Investigating Immune Correlates of Protection to Tuberculosis Using an Ultra-Low Dose Infection in a Mouse Model

BACKGROUND: Mycobacterium tuberculosis (M.tb) is the leading infectious cause of mortality; however, there is no vaccine that confers lasting protection. To investigate the immune response to M.tb, we have developed an ultra-low dose (ULD) infection model in mice that better reflects the heterogeneous outcomes of human infection. Additionally, we have identified a blood transcriptional signature, taken at day 24, that predicts future bacterial burden after day 70. METHODS: Mice were infected with an ULD (1–3 CFU) of H37Rv M.tb. Control mice were infected with 50–100 CFU. Blood was drawn at day 24 for RNA signature. At early (day 34–35), and late (day 82–83) time points, mice were injected with an intravascular label. Individual lungs were then assessed for bacterial burden, phenotypic and spatial analysis of immune cells by flow cytometry, and histocytometry, a type of immunohistochemistry that allows for imaging of >12 colors RESULTS: At day 35, the following cell populations were correlated with an RNA signature score predicting disease progression: ESAT-6 tetramer+ CD4+ T cells (R(2) = 0.35, P < 0.01), TB10.4 tetramer+ CD8+ T cells (R(2) = 0.34, P < 0.01), and B cells (R(2) = 0.28, p = 0.01) within the lung parenchyma, as well as CD11b+ cells, negative for CD64, Ly6c, Ly6g and MHCII (R(2) = 0.38, p < 0.01) within the lung vasculature.
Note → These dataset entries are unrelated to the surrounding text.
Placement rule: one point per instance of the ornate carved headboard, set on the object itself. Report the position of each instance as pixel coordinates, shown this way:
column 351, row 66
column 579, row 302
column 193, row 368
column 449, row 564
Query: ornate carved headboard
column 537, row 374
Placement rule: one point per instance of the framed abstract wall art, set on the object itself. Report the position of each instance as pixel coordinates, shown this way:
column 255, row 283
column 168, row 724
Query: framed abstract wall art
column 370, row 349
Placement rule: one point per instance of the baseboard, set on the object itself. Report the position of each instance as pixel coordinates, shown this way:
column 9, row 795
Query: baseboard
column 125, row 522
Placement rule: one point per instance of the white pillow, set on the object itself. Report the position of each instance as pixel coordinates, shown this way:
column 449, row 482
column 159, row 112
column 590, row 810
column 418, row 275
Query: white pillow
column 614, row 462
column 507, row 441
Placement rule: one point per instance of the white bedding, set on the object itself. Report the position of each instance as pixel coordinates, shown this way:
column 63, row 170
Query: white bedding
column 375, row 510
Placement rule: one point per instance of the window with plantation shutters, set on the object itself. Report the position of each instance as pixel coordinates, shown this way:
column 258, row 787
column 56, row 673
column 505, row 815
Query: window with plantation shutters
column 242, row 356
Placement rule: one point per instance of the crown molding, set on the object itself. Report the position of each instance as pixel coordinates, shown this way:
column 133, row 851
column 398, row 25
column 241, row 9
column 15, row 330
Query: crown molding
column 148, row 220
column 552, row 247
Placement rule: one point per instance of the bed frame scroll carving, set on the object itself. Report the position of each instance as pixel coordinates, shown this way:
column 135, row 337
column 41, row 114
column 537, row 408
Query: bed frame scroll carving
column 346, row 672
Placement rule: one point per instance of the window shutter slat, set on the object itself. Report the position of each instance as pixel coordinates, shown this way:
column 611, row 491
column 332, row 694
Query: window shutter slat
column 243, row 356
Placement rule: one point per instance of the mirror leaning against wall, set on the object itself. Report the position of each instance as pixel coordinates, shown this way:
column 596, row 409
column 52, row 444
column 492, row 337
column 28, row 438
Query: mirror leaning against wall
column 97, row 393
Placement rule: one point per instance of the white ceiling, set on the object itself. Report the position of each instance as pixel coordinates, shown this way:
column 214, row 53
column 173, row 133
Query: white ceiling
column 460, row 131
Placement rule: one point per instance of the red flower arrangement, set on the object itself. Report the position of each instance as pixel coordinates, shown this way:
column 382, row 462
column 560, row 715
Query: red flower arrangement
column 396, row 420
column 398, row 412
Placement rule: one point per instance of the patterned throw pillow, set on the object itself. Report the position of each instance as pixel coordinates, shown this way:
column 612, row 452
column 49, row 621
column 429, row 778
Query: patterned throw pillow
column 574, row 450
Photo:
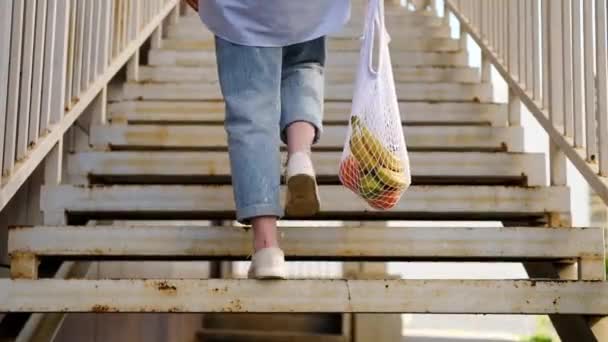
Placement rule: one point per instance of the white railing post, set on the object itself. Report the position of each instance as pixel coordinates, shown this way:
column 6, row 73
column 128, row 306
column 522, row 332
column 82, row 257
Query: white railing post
column 6, row 15
column 56, row 57
column 10, row 135
column 602, row 84
column 578, row 74
column 590, row 109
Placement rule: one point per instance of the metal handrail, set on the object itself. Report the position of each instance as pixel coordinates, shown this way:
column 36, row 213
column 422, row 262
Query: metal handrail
column 553, row 56
column 56, row 57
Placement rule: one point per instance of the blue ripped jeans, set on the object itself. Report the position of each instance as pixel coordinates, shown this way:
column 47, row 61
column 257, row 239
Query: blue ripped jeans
column 266, row 89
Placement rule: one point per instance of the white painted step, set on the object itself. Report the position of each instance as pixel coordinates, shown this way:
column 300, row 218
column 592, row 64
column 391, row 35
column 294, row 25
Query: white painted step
column 420, row 202
column 341, row 59
column 365, row 296
column 481, row 92
column 172, row 74
column 422, row 43
column 220, row 335
column 318, row 243
column 464, row 167
column 352, row 31
column 444, row 138
column 196, row 112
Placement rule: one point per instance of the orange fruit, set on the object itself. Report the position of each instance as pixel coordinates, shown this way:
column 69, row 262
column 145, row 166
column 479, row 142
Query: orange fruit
column 350, row 173
column 386, row 200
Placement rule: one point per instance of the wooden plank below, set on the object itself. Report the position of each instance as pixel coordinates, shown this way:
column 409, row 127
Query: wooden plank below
column 168, row 74
column 196, row 166
column 394, row 19
column 443, row 138
column 189, row 91
column 342, row 59
column 427, row 44
column 362, row 296
column 238, row 335
column 312, row 243
column 467, row 202
column 197, row 31
column 193, row 112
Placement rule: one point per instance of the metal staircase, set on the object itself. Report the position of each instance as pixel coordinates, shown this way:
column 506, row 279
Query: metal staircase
column 161, row 155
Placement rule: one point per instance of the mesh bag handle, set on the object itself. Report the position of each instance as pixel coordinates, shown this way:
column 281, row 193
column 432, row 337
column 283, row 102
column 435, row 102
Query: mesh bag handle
column 374, row 163
column 374, row 23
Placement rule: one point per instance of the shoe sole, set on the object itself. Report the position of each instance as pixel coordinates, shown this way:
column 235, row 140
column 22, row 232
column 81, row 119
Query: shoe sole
column 302, row 196
column 268, row 274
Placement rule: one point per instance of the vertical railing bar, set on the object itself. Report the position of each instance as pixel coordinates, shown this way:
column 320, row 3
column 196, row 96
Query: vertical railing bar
column 521, row 40
column 567, row 67
column 545, row 43
column 536, row 59
column 72, row 40
column 25, row 94
column 88, row 42
column 79, row 44
column 60, row 60
column 38, row 75
column 115, row 28
column 14, row 87
column 589, row 63
column 513, row 30
column 96, row 42
column 49, row 70
column 602, row 86
column 556, row 64
column 557, row 158
column 106, row 35
column 578, row 81
column 529, row 48
column 125, row 24
column 6, row 17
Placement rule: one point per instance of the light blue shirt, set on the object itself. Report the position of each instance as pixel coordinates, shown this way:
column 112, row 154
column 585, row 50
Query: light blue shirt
column 272, row 23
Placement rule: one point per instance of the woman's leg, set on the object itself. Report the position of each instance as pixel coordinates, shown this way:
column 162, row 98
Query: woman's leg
column 301, row 121
column 250, row 80
column 300, row 136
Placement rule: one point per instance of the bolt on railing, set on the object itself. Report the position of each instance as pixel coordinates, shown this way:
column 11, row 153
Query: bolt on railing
column 553, row 56
column 56, row 57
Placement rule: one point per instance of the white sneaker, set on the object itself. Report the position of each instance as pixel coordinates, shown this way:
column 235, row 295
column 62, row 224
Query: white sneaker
column 268, row 263
column 302, row 190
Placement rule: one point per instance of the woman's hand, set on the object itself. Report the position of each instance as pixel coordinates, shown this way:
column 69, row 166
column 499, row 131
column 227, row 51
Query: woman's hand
column 193, row 4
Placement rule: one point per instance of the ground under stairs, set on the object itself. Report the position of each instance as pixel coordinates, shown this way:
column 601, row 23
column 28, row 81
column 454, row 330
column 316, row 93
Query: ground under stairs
column 162, row 156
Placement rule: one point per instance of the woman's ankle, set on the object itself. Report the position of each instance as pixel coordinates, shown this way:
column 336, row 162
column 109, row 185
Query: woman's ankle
column 265, row 234
column 300, row 136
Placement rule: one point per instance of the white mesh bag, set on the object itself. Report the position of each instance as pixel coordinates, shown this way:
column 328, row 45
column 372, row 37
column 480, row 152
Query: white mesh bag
column 375, row 164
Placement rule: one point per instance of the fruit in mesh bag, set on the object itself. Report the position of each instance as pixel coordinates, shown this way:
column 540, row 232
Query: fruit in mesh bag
column 375, row 159
column 386, row 200
column 350, row 173
column 370, row 187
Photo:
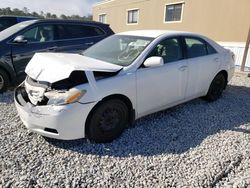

These same populations were correlated with elevated CFU at day 83, as well as dendritic cells (R(2) = 0.53, p < 0.01). No populations were correlated with a protective RNA score. We have observed the complex spatial organization of granulomas while optimizing our histocytometry panel. This includes infected macrophages (Fig 1) interdigitated with B cell aggregates, associated with naïve T cells, interspersed with CD44+ T cells, with diffuse staining for Ki67, suggestive of tertiary lymphoid structures (Figure 2). CONCLUSION: This model replicates heterogeneity of TB seen in humans, while also providing a way to correlate differences in the immune response to future outcome. We have associated distinct immune cell subsets with the failure to control TB. With a larger sample size and data from histocytometry, we will have improved resolution to discern protective elements of the immune response to TB, which we can then test mechanistically in our model. DISCLOSURES: All authors: No reported disclosures.